Она думала обо всем этом, сидела как на иголках и ждала, чтобы вечер поскорее закончился. Можно было бы уехать после первого отделения, когда сделали перерыв на полчаса, дабы выпить пунша, однако это попахивало бегством. И Эвелин знала: Рэймонд именно так это и воспримет, потому что это и будет бегство. Поэтому, когда поаплодировали последней из выступавших и леди Гилмор объявила перерыв, Эвелин мило попросила Лоуренса отвести ее к столу с пуншем.
Там, наполнив чаши, они отошли в сторону, и Эвелин наконец-то дала волю раздражению:
– Почему вы не предупредили меня, сэр?
– О том, что Рэйн приедет со мною? О, простите меня великодушно, милая Эвелин!
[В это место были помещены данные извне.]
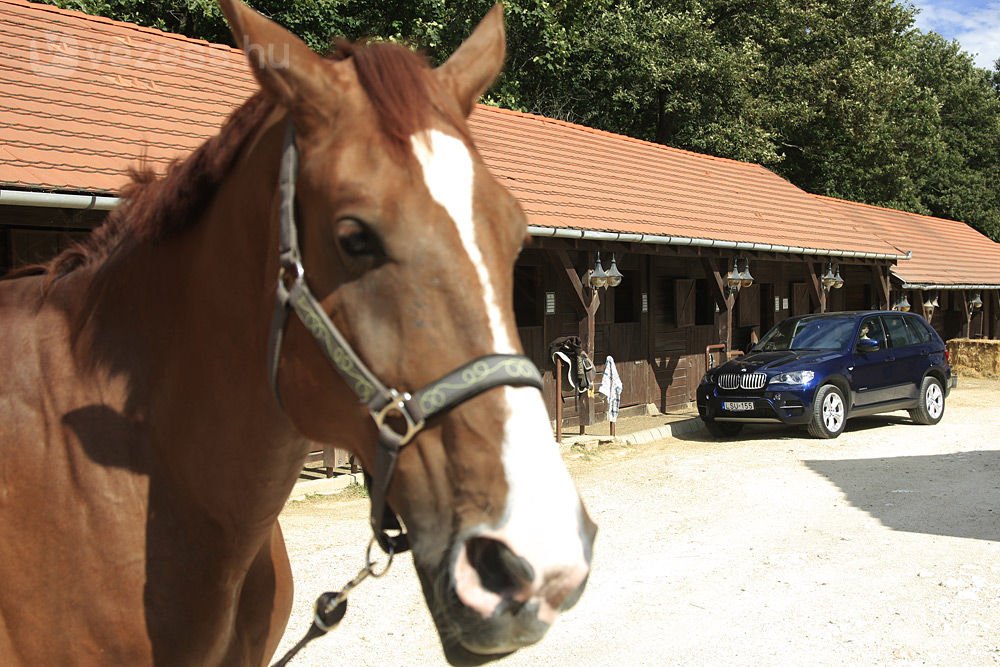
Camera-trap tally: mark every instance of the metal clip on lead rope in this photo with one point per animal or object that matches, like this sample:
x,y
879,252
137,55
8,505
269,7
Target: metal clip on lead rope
x,y
332,605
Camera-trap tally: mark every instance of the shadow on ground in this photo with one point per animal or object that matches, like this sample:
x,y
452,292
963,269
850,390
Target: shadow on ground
x,y
957,495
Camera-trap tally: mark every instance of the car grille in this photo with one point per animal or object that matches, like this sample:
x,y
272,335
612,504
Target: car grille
x,y
742,381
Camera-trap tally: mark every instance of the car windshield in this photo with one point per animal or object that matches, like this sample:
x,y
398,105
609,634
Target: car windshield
x,y
808,333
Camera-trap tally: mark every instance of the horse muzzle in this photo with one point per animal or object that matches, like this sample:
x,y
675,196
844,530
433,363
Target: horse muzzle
x,y
505,592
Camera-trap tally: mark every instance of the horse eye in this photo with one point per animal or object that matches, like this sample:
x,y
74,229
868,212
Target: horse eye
x,y
357,240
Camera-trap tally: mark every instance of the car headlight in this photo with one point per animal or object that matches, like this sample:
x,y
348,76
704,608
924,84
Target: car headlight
x,y
795,377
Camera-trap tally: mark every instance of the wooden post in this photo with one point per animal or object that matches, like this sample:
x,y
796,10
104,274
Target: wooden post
x,y
818,293
589,302
968,314
725,301
881,287
558,399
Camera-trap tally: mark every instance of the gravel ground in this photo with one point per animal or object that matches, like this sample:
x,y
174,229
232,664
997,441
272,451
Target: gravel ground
x,y
879,548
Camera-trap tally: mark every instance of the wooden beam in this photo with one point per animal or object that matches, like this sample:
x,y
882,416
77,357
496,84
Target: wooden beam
x,y
817,291
589,302
883,288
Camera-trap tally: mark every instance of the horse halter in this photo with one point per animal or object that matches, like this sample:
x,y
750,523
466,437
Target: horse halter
x,y
388,407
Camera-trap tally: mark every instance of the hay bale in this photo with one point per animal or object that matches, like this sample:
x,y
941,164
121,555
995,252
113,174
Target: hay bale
x,y
975,357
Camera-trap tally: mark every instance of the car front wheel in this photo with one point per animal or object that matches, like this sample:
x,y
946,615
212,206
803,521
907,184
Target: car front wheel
x,y
931,406
829,413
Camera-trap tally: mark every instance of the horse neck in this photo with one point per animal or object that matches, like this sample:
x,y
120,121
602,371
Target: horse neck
x,y
193,312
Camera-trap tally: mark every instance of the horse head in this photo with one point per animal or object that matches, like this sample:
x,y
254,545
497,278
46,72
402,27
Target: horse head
x,y
409,245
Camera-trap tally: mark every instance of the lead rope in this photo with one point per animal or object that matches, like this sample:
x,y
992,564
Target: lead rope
x,y
332,605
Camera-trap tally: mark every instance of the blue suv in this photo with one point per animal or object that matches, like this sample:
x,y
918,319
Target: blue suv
x,y
820,370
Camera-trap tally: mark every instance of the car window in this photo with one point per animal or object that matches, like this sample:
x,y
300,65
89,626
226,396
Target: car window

Я и сам не знал, что он в Лондоне. Появился у меня сегодня на пороге, а я так желал поскорее сообщить ему, что мы с вами теперь обручены… Я не успел предупредить вас!
– Могли бы послать записку, Лоуренс. Вы же знаете, что мы с Рэймондом никогда особо не ладили. – Жених – единственный человек, кто об этом знал, и уж он-то должен был догадаться.
– Вы имеете в виду ваши детские разногласия? Бог мой, Эвелин! Да вряд ли Рэймонд о них помнит, и вам не следует. Чего мы только ни говорили друг другу в детстве, и драки бывали, и ссоры, и слезы! Но это давно закончилось. С чего бы вам вздумалось об этом вспоминать?
Лоуренс выглядел искренне удивленным, и Эвелин вдруг отчетливо поняла: для него тогда ничего особенного не случилось. Даже Лоуренс не понимал глубину ее обид, а рассказывать о них сейчас – значит жаловаться и выглядеть жалкой. Ну уж нет. Эвелин Дверрихаус себе этого не позволит. Она положила ладонь на руку жениха.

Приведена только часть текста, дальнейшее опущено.